Yo era consciente de que vivía en el paganismo, de que mi fe se me escurría entre las piernas; me aterrorizaba el hecho de que unos cuerpos pudieran darse tanto placer. Sabía que, después de haber franqueado una línea social, lo cual no me había costado nada, había franqueado una línea divina. Me constaba que en las manos de Driss me convertía en una criatura anterior a Jesús, anterior al Corán, anterior al Diluvio. Que desde ahora me dirigía directamente a Dios, sin mediación de libros ni mesías, sin halal ni haram[49], sin sudario ni sepultura. Lo había adivinado una mañana en que, al dirigirme al trabajo, rogué a Dios que Driss me hiciera el amor esa misma noche, tras dos meses de abstinencia.

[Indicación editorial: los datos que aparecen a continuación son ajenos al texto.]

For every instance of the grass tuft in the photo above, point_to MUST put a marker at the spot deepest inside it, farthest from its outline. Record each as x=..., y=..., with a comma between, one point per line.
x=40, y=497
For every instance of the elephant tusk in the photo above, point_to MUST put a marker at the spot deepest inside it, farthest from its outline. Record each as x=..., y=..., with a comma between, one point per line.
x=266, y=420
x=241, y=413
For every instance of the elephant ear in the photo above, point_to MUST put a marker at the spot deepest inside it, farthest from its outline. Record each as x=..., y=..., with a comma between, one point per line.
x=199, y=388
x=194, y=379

Dios me concedió mi deseo, puesto que Driss me llamó a las cuatro de la tarde, todo azúcar, todo miel, diciéndome que me echaba terriblemente de menos y que me llevaba a cenar a uno de los restaurantes más cotizados de la ciudad.

A lo largo de toda mi infancia había tenido que celebrar a los santos, participar en las peregrinaciones a sus tumbas y ver cómo la sangre de los carneros se extendía por el suelo por la gloria de un desconocido llamado Moulay[50] Fulano de Tal. Al conocer a Driss supe que mi alma se albergaba entre mis piernas y que mi sexo era el templo de lo sublime. Él se proclamaba ateo, yo me afirmaba creyente. ¡No eran más que fruslerías! Por amor a Driss acepté jugar al ajedrez con Dios. Él hacía las aperturas. Magistrales, cabe decirlo. Yo basaba mi defensa en un alfil, en una torre y en la reina que yo no era. Es curioso, nunca hice ningún caso del rey. Creo que Dios adora a sus amantes, quienes, incluso en el trance de la muerte, siguen postrándose ante su gloria. Opino que Dios nos ama hasta el punto de velar sobre nuestro sueño incluso cuando estamos roncando.